The algorithm can be split into several different parts. On a high level, we first extract the route reachability information for each route (a set of routers which can theoretically learn this route). Based on this, we generate a forwarding supergraph containing all possible forwarding graphs. Finally, we perform a graph traversal on this grpah, to verify the path constraints.

As the first step, we need to prepare the BGP graph $G^\pm_{bgp} = (\mathcal{V}, E^\pm_{bgp}, L_{bgp})$. In this graph, every edge may be either labeled as up $U$, over $O$, or down $D$: $e \in \lbrace U, O, D \rbrace$. Note, that we need two different graphs, one before and one after the reconfiguration. both graphs may be different.

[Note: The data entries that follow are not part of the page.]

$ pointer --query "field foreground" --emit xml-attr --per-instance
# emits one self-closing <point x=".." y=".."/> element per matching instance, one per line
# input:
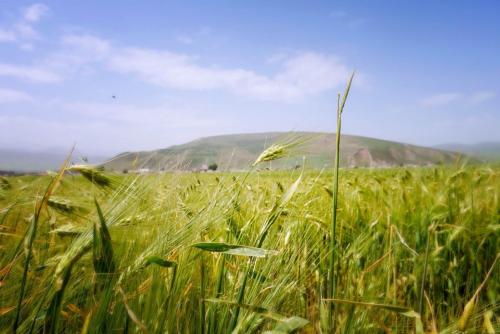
<point x="413" y="248"/>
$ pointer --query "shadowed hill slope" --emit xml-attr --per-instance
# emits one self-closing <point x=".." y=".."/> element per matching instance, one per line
<point x="238" y="151"/>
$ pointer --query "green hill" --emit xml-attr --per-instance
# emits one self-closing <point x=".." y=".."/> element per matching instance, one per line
<point x="238" y="151"/>
<point x="486" y="151"/>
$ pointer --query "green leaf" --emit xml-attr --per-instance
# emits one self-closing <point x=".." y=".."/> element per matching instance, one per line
<point x="51" y="320"/>
<point x="220" y="247"/>
<point x="161" y="262"/>
<point x="394" y="308"/>
<point x="289" y="325"/>
<point x="285" y="325"/>
<point x="102" y="247"/>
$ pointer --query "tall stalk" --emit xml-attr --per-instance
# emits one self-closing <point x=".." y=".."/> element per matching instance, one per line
<point x="32" y="235"/>
<point x="333" y="237"/>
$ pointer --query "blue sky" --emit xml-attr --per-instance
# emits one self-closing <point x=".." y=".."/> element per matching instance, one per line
<point x="428" y="72"/>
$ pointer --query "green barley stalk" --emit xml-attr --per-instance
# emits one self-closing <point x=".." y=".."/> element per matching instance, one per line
<point x="333" y="238"/>
<point x="32" y="234"/>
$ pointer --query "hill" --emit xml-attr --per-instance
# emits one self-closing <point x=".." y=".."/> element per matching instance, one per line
<point x="37" y="161"/>
<point x="238" y="151"/>
<point x="488" y="151"/>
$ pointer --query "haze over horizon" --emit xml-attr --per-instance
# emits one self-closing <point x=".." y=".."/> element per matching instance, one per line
<point x="114" y="76"/>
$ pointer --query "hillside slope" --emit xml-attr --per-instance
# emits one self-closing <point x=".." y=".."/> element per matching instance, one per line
<point x="487" y="151"/>
<point x="237" y="152"/>
<point x="33" y="161"/>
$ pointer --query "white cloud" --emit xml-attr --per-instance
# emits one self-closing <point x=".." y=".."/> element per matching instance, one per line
<point x="28" y="73"/>
<point x="298" y="76"/>
<point x="13" y="96"/>
<point x="22" y="31"/>
<point x="7" y="36"/>
<point x="479" y="97"/>
<point x="338" y="14"/>
<point x="35" y="12"/>
<point x="440" y="99"/>
<point x="449" y="98"/>
<point x="302" y="75"/>
<point x="183" y="39"/>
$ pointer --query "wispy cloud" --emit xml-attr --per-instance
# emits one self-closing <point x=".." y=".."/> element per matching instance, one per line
<point x="7" y="36"/>
<point x="35" y="12"/>
<point x="479" y="97"/>
<point x="184" y="39"/>
<point x="445" y="99"/>
<point x="13" y="96"/>
<point x="440" y="99"/>
<point x="28" y="73"/>
<point x="350" y="21"/>
<point x="22" y="30"/>
<point x="300" y="75"/>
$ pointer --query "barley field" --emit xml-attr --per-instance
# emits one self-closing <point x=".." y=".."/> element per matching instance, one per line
<point x="414" y="251"/>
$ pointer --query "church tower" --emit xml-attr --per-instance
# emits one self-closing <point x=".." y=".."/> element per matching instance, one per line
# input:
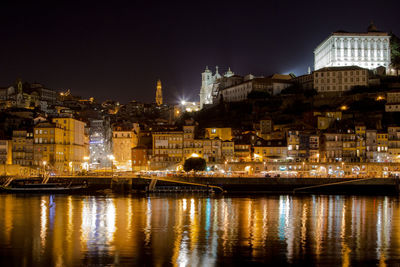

As a next step, we compute the the route reachability information $rri(r)$ of every route $r \in \mathcal{R}$. This information is the set of nodes that may be reached by route r based on the BGP configuration. Notice, that we compute the reachability of $r \in \mathcal{R}$ on both $G_{bgp}^-$ and $G_{bgp}^+$, and call the union of the reached nodes as $rri(r) = reach(G_{bgp}^-) \cup reach(G_{bgp}^+)$. While traversing the bgp graph, if a route map is encountered from node $u$ to $v$ (either an outgoing route map on node $u$ or an incoming route map on node $v$, or both), we don’t continue traversing node $v$, but we generate a new route $r’$ and start traversing at node $v$. (Implementation Detail: we generate $G_{bgp}$ and compute $rri(r)$ both before and after the reconfiguration.)

Finally, we build the forwarding supergraph $G_{pcr}$, by looking at all possibly considered routes $pcr(v) = \lbrace r \in \mathcal{R} \mid v \in rri^-(r) \cup rri^+(r) \rbrace$ and looking at their next hop, both before and after the reconfiguration. The final graph $G_{pcr} = (\mathcal{V}, E_{pcr})$ contains an edge from node $u$ to $v$, if and only if there exists a route $r \in pcr(u)$, which might reach node $u$, and which would cause router $u$ to send packets to node $v$. More formally,

$$ E_{pcr} = \big\lbrace (u, v) \mid v \in \lbrace nh^-(u, r) \cup nh^+(u, r) \mid r \in pcr(u) \rbrace \big\rbrace$$

After having constructed the forwarding supergraph, we can check the path conditions of all nodes in the network. If the condition contains a positional path expression, we have to enumerate all possible paths, and check the condition on all these paths. This leads to a time complexity of $\mathcal{O}(2^n)$ (due to finding all possible paths on a directed acyclic graph). However, if there exists no such condition, we can check all conditions for a single node in one single graph traversal (in a depth-first-search procedure). This then yields a time complexity of only $\mathcal{O}(n^3)$.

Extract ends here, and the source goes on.